0

This question is language independent and is more about understanding how to implement the trie or whether tries would be appropriate for what my program is suppose to do. Say I have a string of text like this.

string= "a tale about an ant and an android";

The corresponding trie for "a" looks like this

      a(7)      
     /    \     
    b(1)  n(4)
    /     /   \
  o(1)  t(1)  d(2)
  /              \
 u(1)            r(1)
 /                 \
t(1)               o(1)
                     \
                     i(1)
                       \
                        d(1)

and I want to find the number of occurrences for each word. Although "a" appears 6 times in the text there is only one instance where it is used as a word. The same rule applies for "an" & "and".

I want my final frequency counter to look like this:

a: occurs 1 time not 7 an: 2 and: 1 and so on..

How is it possible for me to record the counts of full words?

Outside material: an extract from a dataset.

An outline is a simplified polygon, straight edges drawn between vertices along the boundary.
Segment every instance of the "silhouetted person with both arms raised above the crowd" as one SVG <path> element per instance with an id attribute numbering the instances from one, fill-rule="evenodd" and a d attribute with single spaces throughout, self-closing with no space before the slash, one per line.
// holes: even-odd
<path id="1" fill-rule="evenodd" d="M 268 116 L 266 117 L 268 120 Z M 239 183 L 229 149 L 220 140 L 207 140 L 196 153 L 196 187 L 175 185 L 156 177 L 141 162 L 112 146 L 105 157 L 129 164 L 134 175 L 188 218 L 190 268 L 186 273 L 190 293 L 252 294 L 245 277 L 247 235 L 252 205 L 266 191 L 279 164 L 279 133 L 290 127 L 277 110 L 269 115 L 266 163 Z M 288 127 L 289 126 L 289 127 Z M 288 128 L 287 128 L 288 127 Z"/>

I'm working in php trying to process a load of text and have visited this question and it is not what I am looking for. Performance is important but memory efficient is more preferable since I am parsing say a trillion words. Thanks and I appreciate your input.

Community
  • 1
  • 1
Joe Fokker
  • 43
  • 5

2 Answers2

0

I would recommend a ternary trie and then in the third edge you store the word. Then you can implement a word counter in it.

Micromega
  • 12,486
  • 7
  • 35
  • 72
0

You can do it in two ways:

  1. Instead of incrementing a node every time a word passes through, increment only when it ends there

  2. Have a pseudo letter at the end of the word (say blank), which will be incremented only when a word ends there.

ElKamina
  • 7,747
  • 28
  • 43